Apple on Tuesday announced it has paused all sales in Russia following officials in Ukraine urging the tech giant to isolate Russia in light of the invasion of Ukraine.

Ted Shaffrey/AP

Apple has paused all sales inside of Russia and will stop all exports into the country in response to the invasion of Ukraine.

The move represents the most dramatic action a Big Tech company has taken to economically squeeze Russia. It comes as governments in the U.S. and Europe along with a slew of companies have acted to isolate Russia as it escalates its conflict in Ukraine.

An Apple spokesman on Tuesday confirmed to NPR that in addition to halting the sale of all Apple products inside of Russia, the company’s popular payment service, Apple Pay, is being limited in the country. iPhones are the third-most popular smartphone in Russia, behind Xiaomi and Samsung, according to research firm IDC.

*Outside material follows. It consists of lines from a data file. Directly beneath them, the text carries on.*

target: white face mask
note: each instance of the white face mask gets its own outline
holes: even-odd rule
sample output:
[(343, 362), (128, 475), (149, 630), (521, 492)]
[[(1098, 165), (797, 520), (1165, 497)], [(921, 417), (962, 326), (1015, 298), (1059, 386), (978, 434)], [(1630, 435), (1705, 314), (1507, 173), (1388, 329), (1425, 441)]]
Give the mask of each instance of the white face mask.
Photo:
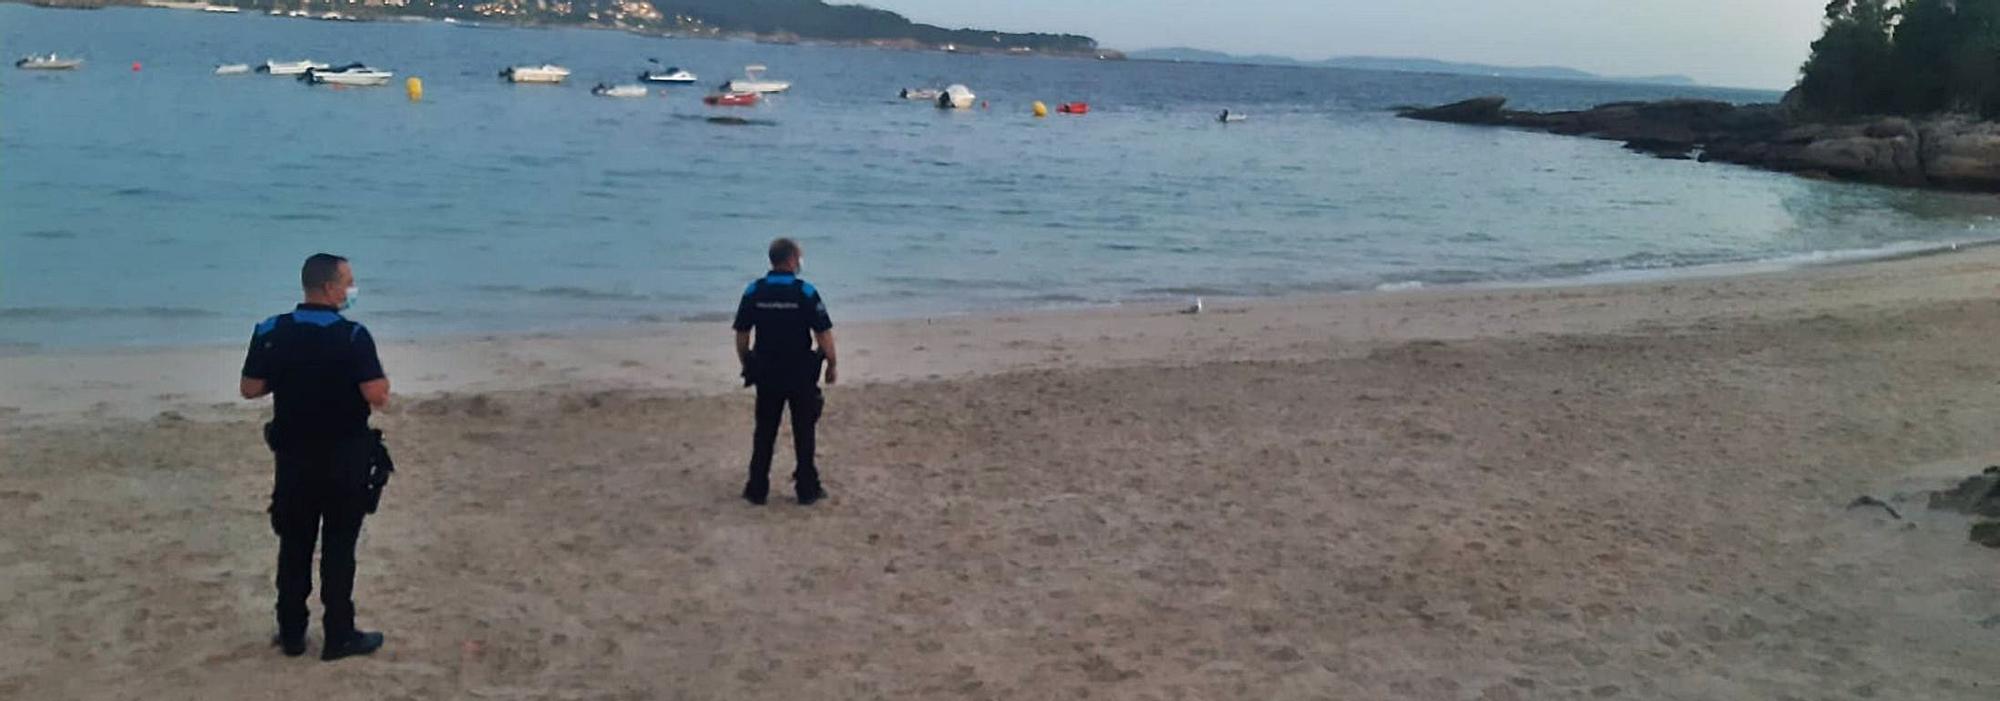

Media accounts backed by the Russian government, including RT and Sputnik, are now blocked in Apple’s App Store, following similar moves to crackdown on Russian propaganda by Facebook, Twitter and TikTok. And despite pleas from the Russian government, Netflix says it is refusing to stream state government channels.

But Apple’s business restrictions announced go farther than any other tech company.

People using Apple Maps inside of Ukraine will also notice some changes: Traffic and live incidents, two features that help people figure out the best way to travel, have been disabled as safety measures for Ukrainian citizens, according to Apple.

“We are deeply concerned about the Russian invasion of Ukraine and stand with all of the people who are suffering as a result of the violence,” an Apple spokesman said in a statement. “We are supporting humanitarian efforts, providing aid for the unfolding refugee crisis, and doing all we can to support our teams in the region.”

Mykhailo Fedorov, the vice prime minister of Ukraine, sent a letter to Apple CEO Tim Cook asking him to stop selling products and services to Russians in response to the invasion. Fedorov specifically also asked Cook to block access to Apple’s App Store, according to a copy of the letter Fedorov shared on Twitter.

Though Apple’s actions are sweeping, the actions fell short of fully blocking Russians from accessing the App Store.